ICICI Securities expects Airtel to lead subscriber addition in the third quarter (Q3FY21) aided by churn at Vodafone Idea and challenges faced by Jio due to the farmers’ protest. “The reported ARPU is likely to witness around 2 per cent sequential growth at Rs 165, aided by higher data-based usage upgrades,” the brokerage said in a results preview.
The brokerage, which has ‘buy’ rating on Airtel with a target price of Rs 700, estimates Airtel’s India wireless revenues to witness 5.3 per cent sequential growth to Rs 14,565 crore in Q3. India non-wireless revenues traction may also remain robust, especially broadband and enterprise. Operating profit margins of India operations are estimated to decline 100 bps sequentially to 44.8 per cent, owing to tower exclusion (but up 50 bps on adjusted basis). Africa business margins are expected to be stable sequentially at 45 per cent. Among key monitorables are commentary on ARPU trajectory and non-wireless business growth.
Analysts at CLSA are also bullish (target price Rs 730) on the company’s growth outlook due to revenue market share gains, healthy 4G subscriber additions, ARPU growth and healthier balance sheet position. “In 2021, 35 per cent growth in Airtel’s data subscribers and tariff hikes will lead to continued growth,” they note. They expect Airtel’s consolidated Ebitda to grow at a compound annual growth rate of 16 per cent during FY21-FY23, driven by a 25 per cent hike in tariffs, and ARPUs to rise from Rs 163 to Rs 191 in this period.

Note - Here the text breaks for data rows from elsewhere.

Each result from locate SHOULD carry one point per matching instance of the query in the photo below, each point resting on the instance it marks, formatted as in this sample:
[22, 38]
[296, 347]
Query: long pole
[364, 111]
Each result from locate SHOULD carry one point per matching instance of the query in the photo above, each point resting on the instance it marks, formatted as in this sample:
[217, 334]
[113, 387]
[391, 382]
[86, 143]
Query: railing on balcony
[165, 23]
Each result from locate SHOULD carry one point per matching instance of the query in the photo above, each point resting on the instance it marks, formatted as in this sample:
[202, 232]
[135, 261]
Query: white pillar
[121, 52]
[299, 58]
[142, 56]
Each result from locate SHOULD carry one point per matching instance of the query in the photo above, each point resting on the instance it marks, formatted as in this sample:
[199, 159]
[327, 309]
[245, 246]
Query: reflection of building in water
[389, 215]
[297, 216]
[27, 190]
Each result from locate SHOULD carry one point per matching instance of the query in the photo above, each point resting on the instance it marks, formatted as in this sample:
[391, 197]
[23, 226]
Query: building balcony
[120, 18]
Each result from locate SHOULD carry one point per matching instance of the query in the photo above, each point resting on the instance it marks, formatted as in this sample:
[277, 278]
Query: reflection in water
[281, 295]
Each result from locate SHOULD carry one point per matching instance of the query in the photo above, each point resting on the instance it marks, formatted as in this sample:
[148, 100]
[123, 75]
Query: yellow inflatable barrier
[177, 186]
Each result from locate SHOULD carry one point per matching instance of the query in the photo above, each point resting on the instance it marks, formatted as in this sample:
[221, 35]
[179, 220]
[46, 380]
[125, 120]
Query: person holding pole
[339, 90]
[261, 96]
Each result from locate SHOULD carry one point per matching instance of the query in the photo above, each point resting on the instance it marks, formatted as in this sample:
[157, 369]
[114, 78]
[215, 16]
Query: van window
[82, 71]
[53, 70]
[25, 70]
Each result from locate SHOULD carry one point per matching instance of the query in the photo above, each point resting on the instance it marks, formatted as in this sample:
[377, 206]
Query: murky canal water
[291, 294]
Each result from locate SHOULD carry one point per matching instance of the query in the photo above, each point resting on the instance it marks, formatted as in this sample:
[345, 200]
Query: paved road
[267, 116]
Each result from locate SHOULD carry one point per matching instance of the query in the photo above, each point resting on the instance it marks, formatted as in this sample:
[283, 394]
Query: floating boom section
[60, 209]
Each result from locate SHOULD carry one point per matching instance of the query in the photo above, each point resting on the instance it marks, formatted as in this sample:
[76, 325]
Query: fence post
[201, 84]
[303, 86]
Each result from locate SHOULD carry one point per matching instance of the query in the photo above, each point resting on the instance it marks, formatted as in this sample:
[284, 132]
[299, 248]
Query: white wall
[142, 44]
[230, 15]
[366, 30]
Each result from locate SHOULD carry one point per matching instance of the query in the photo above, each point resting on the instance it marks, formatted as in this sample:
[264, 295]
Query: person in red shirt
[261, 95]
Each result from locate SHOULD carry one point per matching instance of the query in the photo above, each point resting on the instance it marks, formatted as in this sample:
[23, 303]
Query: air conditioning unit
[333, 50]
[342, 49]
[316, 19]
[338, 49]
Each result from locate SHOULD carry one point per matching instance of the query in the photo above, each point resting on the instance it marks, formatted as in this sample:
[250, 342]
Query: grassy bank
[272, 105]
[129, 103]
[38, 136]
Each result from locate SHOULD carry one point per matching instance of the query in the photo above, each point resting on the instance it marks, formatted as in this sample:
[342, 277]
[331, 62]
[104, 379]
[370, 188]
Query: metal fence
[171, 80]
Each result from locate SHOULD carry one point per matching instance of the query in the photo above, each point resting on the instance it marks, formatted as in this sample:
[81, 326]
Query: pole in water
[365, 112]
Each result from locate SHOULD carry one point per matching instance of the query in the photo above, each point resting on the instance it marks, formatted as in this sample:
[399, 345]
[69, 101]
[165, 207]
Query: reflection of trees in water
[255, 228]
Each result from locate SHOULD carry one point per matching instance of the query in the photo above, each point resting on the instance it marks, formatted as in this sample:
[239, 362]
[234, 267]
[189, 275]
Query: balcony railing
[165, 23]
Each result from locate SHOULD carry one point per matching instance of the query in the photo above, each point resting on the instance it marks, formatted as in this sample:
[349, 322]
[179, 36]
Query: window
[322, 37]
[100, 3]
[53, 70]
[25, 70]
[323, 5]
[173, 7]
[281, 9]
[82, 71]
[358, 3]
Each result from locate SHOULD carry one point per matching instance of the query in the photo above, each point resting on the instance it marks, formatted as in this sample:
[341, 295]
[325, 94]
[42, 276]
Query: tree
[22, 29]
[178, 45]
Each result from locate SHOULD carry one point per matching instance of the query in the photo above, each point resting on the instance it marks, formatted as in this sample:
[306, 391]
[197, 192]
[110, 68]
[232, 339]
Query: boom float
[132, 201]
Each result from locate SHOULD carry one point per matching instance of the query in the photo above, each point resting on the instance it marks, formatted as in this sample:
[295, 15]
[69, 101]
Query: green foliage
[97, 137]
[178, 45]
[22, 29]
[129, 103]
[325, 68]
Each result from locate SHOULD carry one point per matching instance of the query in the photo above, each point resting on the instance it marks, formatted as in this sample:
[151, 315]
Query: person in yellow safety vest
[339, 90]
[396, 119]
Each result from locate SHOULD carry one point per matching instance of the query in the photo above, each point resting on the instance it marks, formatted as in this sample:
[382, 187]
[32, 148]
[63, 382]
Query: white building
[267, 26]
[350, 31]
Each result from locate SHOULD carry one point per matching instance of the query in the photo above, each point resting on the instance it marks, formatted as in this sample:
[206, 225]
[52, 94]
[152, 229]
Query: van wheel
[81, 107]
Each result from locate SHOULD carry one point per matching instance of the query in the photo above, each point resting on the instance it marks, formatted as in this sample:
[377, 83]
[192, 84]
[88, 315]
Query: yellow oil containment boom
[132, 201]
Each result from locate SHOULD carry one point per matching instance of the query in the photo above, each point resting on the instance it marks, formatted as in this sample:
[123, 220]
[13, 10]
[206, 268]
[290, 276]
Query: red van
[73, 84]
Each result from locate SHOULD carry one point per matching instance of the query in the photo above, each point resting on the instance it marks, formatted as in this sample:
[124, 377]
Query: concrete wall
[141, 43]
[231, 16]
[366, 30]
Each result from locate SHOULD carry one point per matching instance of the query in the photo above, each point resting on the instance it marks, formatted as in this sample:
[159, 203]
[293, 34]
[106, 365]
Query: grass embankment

On Wednesday, the company also said Amazon has launched its global first mobile-only Prime Video plan in India through Airtel. Analysts believe such initiatives could help expand customer base, and add incrementally to ARPUs, apart from helping to retain competitive advantage.
To sum up, the AGR (adjusted gross revenue) verdict, index rebalancing and tariff wars have been key overhangs for the stock in the past few quarters. Valuations too have been at a steep discount to Airtel’s historical average. However, with most negatives already discounted, experts say valuations appear attractive despite gains in the past two months.
Based on FY22 estimates, the stock trades at an enterprise value to Ebitda of 8.5 times, a discount to its five-year average of 9.1 times. According to Bloomberg, all 32 analysts covering the stock have a ‘buy’ recommendation with a 12-month consensus target price of Rs 679, indicating a potential upside of 17.5 per cent from the current price of Rs 578.25.